On Martinique, an LGBT association campaigns in the midst of a social crisis
Moïse Manoël-Florisse, is an African-Caribbean online journalist keeping an eye…
Plans of the advocacy group Kap Caraïbe have been stymied by vandalism and homophobic officials.
Martinique is called the Island of Flowers, but it is currently undergoing an intense social crisis that combines LGBTphobic violence and spiraling inflation.
The high cost of living that is impacting the ability of activists campaigning against homophobia to intervene on the ground, while the cost of living continues to rise as acts of LGBTphobic damage persist.
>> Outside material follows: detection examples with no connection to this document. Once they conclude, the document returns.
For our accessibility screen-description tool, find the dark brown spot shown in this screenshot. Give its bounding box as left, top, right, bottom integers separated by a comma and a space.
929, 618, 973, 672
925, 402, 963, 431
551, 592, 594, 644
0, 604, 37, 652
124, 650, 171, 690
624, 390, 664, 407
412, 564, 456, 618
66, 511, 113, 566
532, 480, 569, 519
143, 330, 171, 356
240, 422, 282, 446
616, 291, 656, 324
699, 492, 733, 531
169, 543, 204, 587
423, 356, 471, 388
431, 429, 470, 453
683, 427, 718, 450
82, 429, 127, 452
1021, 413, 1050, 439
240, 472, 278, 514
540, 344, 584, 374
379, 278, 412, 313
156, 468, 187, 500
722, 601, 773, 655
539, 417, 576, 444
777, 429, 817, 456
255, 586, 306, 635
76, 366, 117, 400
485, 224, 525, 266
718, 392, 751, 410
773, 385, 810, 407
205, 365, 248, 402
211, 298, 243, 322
For 76crimes, Brice Armien-Boudré, co-president of Kap Caraïbe, explains what is happening on his island.
A climate of violence allows hatred to be expressed
Brice Armien-Boudré: ‘Between 23 September and the first ten days of October at the Espace Camille Darsières in Fort-de-France, an exhibition called “Lanmou-nou” (which means “our love” in Creole). It featured around ten photos by artists from Martinique, Guadeloupe and the diaspora, celebrated love in all its diversity. This was the first time that photos of affectionate LGBT+ people from the West Indies were dispayed in a public space in Martinique.
Sadly, however, on the night of 8 to 9 October, the event was marred by unspeakable acts of vandalism against a backdrop of social demands and tensions over the cost of living since 1 September, on an island where many people feel that they have been neglected, if not despised, by the authorities in France because they have not been listened to.
As a force for progress in Martinique, Kap Caraïbe is keeping abreast of the social mobilizations against the austerity policies targeting the French overseas territories, but does not endorse the acts of violence that have marred Martinique for the past two months, and which have taken their toll on the exhibition designed by artist Adeline Rapon.
Today, like all Martinicans, Kap Caraïbe has had to adjust its activities, postponing or cancelling certain trips, and favouring teleworking.
For the time being, still reeling from the cancellation of our artistic programme last June and the recent destruction of the ‘Lanmou-nou’ exhibition, we are opting for the utmost caution’.